Moreover, CF Industries expects ammonia demand to be strong during the second quarter. The company’s strong order book manifests this solid demand. However, ammonia shipments are projected to be lower for the first half of the year due to low ammonia inventory levels on hand at the beginning of 2015 compared with the same period a year ago.

Additionally, product pricing is anticipated to be favorable, given limited producer inventories, strong ammonia demand and orders that were booked earlier in 2015.

However, CF Industries continues to see pricing pressure in its nitrogen business. Urea prices have been under pressure due to higher supply from Chinese producers. The decline in prices in the urea market is expected to have an adverse impact on Urea Ammonium Nitrate (“UAN”) prices as well.

CF Industries has been gaining from falling natural gas prices. The company’s Nitrogen segment is enjoying the benefit of abundant natural gas supply, driven by an increase in production of North American shale gas and favorable weather.

North American UAN demand is also expected to be healthy due to increased nitrogen applications. However, rising UAN imports and lower urea prices are anticipated to lead to lower UAN prices.

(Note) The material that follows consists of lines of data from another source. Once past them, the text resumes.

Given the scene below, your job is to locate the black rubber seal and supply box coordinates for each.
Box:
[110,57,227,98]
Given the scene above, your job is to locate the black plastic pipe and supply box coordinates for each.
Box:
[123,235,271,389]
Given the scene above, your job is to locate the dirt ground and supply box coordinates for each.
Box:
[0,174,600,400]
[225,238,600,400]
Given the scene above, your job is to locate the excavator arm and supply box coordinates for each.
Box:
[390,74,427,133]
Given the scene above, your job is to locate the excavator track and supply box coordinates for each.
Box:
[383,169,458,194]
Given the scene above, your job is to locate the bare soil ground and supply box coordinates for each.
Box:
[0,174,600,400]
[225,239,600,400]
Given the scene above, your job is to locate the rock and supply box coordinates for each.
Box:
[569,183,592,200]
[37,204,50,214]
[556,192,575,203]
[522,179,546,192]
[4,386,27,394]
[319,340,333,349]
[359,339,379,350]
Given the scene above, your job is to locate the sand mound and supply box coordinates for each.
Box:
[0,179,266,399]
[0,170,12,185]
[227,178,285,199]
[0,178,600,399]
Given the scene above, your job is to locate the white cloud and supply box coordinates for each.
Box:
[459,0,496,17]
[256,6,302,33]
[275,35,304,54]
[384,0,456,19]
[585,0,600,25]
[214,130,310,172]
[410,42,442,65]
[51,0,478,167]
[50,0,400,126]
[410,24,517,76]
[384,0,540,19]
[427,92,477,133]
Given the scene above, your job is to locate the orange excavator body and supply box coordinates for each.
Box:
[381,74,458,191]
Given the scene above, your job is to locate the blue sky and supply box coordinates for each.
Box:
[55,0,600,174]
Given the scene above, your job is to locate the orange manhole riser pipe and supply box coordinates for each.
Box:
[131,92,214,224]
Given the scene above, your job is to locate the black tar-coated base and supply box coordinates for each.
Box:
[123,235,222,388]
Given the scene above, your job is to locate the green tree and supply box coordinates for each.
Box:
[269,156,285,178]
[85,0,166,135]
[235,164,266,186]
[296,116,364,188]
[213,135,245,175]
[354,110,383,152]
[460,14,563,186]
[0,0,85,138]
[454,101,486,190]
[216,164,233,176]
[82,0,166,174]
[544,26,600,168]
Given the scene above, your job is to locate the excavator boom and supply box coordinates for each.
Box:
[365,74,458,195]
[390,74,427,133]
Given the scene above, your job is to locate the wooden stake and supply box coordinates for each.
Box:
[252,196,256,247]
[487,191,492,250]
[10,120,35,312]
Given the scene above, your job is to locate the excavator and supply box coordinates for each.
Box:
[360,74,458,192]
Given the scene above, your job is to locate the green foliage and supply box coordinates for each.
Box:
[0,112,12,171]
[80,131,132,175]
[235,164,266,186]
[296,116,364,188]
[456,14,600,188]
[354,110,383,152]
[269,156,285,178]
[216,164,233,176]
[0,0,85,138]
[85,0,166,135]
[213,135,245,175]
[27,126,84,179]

Moreover, North American natural gas continues to provide a cost advantage compared with other feedstocks, further aiding the company’s near- and long-term cash generation prospects. Gas supply is also projected to increase throughout 2015, but at a slower rate.

Earnings Whispers

Our proven model does not conclusively show that CF Industries is likely to beat earnings this quarter. This is because a stock needs to have both a positive Earnings ESP and a Zacks Rank #1, 2 or 3 for this to happen. This is not the case here, as you will see below:

Zacks ESP: Earnings ESP for CF Industries is -3.45%. This is because the Most Accurate estimate stands at $1.40, while the Zacks Consensus Estimate is pegged at $1.45.

Zacks Rank: CF Industries’ Zacks Rank #3 (Hold) increases the predictive power of ESP. However, we need to have a positive ESP to be confident about an earnings surprise.

We caution against stocks with a Zacks Rank #4 and 5 (Sell-rated stocks) going into the earnings announcement, especially when the company is seeing negative estimate revisions.

Stocks That Warrant a Look

Here are some companies in the basic materials sector you may want to consider as our model shows that these have the right combination of elements to post an earnings beat this quarter:

Albemarle Corp. ALB has an Earnings ESP of +2.44% and a Zacks Rank #2 (Buy).

Thompson Creek Metals Company Inc. TC has an Earnings ESP of +100% and a Zacks Rank #3.

Axalta Coating Systems Ltd. AXTA has an Earnings ESP of +3.33% and a Zacks Rank #3.